I stopped by from FMF and the title of this post caught my eye…I have no idea if you’ll see this comment, since it’s not your blog…but I hope. Thank you for your story. I have my own. My mother never left me physically, but she never was there for me emotionally and now, as her only child, I am her caregiver and I wrestle with forgiveness every day. She has always been so entitled, so self-absorbed, that it wouldn’t occur to her to apologize because she has no idea that she ever did anything hurtful. So strange. But I will try harder. I am always kind, but I believe every human deserves our kindness. But there is always that layer of resentment buried deep down that I let bubble up when I am over-tired (which is more often than I care to admit) or have been reminded of something painful…I am off to find this book. Thank you.
Thank you for sharing this Lisa – first, thanks for visiting the blog and I will make sure Ingrid sees this comment! May God strengthen you as you continue to walk this journey. Thank you!
Lisa, I’m so glad you stopped by here and shared your journey toward forgiveness. I pray that your mother will see how hard you are trying. The truth is, she may not. I have a copy of Leslie’s book that I would like to send to you. Please e-mail me at email@example.com. May God bless and strengthen you.
I cannot hold back the tears after reading this. The road to the rest of your life after “Anita” left you at age 3 was paved with pain and confusion. But a beautiful ending was waiting for you. How wonderful it was that she chose to say those few words even if it must have been difficult. And that you had stayed long enough to see the forgiveness come. It has been often said that forgiveness sets two prisoners free – the one who did the wrong, and the one who had been wronged. Both are prisoners until forgiveness opens the door. What a beautiful Mother’s Day treat this post has been to me. Thank you for sharing so beautifully.
Thank you, dear one. You are so right. I felt she needed my forgiveness, but found instead that I was also one in need. There is sadness in knowing how much time was wasted in unforgiveness. If my sharing can help one person take that step sooner, it will have been worth telling this story. God bless you.
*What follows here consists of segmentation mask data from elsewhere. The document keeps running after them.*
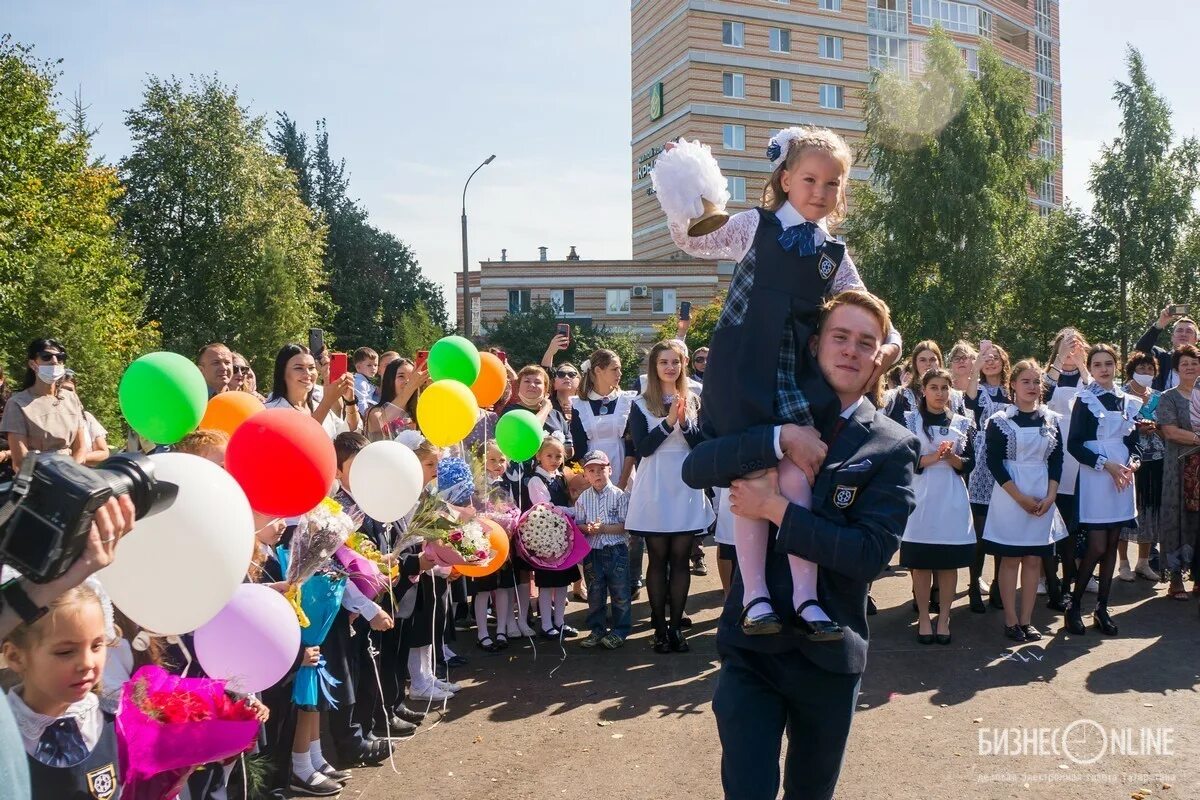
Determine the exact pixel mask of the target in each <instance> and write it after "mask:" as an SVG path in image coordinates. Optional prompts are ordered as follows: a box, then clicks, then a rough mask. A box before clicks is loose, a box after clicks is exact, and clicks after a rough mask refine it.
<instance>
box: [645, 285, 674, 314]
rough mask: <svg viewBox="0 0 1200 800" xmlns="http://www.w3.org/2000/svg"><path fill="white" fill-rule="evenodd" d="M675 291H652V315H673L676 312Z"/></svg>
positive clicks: (651, 311)
mask: <svg viewBox="0 0 1200 800" xmlns="http://www.w3.org/2000/svg"><path fill="white" fill-rule="evenodd" d="M674 293H676V290H674V289H652V290H650V294H652V295H653V296H652V299H650V313H652V314H673V313H674V312H676V301H674Z"/></svg>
This is great. As the grandmother of a adopted grandson you have answered some of the questions my daughter-in-law has about her adopted son and his birth mother. It is best that she gave him up for adoption, she was too young also for the responsibility. My prayer is that he will understand that through the years
Thank you, Janette. It’s a difficult decision and I understand now that my birth mother felt it was the best choice for her daughters. I’m sure your daughter-in-law can help your grandson understand that he was chosen, not rejected. God bless you, Grandma!
Thanks for sharing, Ingrid
Thank you, DeVonna. Writing about this has been healing for me.
I don’t even know how to write the emotions I’m feeling deeply, thank you Ingrid for giving me a peek into your life story. Your sweet spirit is a gift to me! Our daughters were abandoned by their birth mother, your words give me much to think about.
Thank you for your gracious comments, Linda. I pray that this story can in some small way bring others to a place of forgiveness.
Ingrid, I have heard so many forgiveness stories—and still I cry at yours. I know how much lies between these lines, how much more life and hurt than can be said in a post—but this is moving, beautiful,a clear illumination of the beyond-this-world gift strength and a widened heart. It’s an honor to be some small part of this healing.